An audience member asked about getting patient feedback. Professor Tipene-Leach said asking for feedback was the first step.

If you are in a consult that “is not your everyday cup of tea”, ask the patient what could have made the consultation better for them.

And seek wider feedback. “If the people who are making the decisions about how we run our clinics are all privileged white people over the age of 55, then you will get a system for them.”

On the pending health system reforms, he says cultural safety could be a major part of doing things differently in the years ahead.

“People: this is our opportunity not to be pushed into something, to be able to tackle something that possibly we have not looked at very hard because we have not figured out how the hell are we going to do this thing.”

He calls on GPs to think: “I can chew on this thing, I can take my own time, I can get it done, I’m going to have the college behind me to make sure this is done.”

Starting down the safety path

It was six years ago that the Te Ohu Rata – Māori Medical Practitioners Association board was “poking” the Medical Council on cultural safety, and the council took it up, says Te ORA chair David Tipene-Leach.

There followed symposia and hui and the creation of the council’s “Statement on cultural safety” in October 2019 and, soon after, the resource “He Ara Hauora Māori: A pathway to Māori health equity”.

The statement reviewed cultural competence and defined cultural safety, linking it to equitable outcomes for Māori, and recommending the profession take on cultural safety.

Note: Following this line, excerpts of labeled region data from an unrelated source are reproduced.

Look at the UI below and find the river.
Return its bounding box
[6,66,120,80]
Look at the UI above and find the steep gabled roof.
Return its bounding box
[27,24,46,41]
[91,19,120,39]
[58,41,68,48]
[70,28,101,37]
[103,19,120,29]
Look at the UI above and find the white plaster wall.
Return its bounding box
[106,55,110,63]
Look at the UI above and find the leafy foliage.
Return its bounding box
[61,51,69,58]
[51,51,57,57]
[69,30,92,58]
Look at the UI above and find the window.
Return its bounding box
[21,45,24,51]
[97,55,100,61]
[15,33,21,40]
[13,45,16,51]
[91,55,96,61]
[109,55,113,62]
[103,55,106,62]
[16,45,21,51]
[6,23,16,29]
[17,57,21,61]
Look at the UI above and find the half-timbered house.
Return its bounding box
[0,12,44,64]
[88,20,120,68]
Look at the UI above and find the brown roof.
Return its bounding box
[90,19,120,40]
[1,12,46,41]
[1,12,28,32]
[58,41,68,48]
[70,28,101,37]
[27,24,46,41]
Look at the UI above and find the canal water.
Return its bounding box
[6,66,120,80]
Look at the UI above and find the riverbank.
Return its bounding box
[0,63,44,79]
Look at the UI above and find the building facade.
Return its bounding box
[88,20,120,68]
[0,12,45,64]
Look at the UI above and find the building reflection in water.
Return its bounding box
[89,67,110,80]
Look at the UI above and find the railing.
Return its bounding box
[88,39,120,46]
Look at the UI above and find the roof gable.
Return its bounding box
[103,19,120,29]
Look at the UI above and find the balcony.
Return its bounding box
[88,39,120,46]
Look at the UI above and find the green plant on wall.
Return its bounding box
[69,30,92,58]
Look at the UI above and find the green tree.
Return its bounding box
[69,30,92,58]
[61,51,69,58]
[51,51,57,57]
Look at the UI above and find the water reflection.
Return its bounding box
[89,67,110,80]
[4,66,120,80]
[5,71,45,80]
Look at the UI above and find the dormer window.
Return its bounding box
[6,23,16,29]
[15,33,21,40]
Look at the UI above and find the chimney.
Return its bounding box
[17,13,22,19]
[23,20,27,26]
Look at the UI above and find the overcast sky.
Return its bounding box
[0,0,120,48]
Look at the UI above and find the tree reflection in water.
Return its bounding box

Cultural competence is not up to the mark: “It didn’t do the job,” Professor Tipene-Leach says.

Te ORA and the council have pulled together baseline data so they can look over the years and see what has changed (Baseline Data Capture: Cultural Safety, Partnership and Health Equity Initiatives, October 2020).

The medical colleges are also involved through the Council of Medical Colleges. A recent report reveals a wide range of progress on cultural safety in colleges’ vocational training programmes (Cultural safety within vocational medical training, May 2021).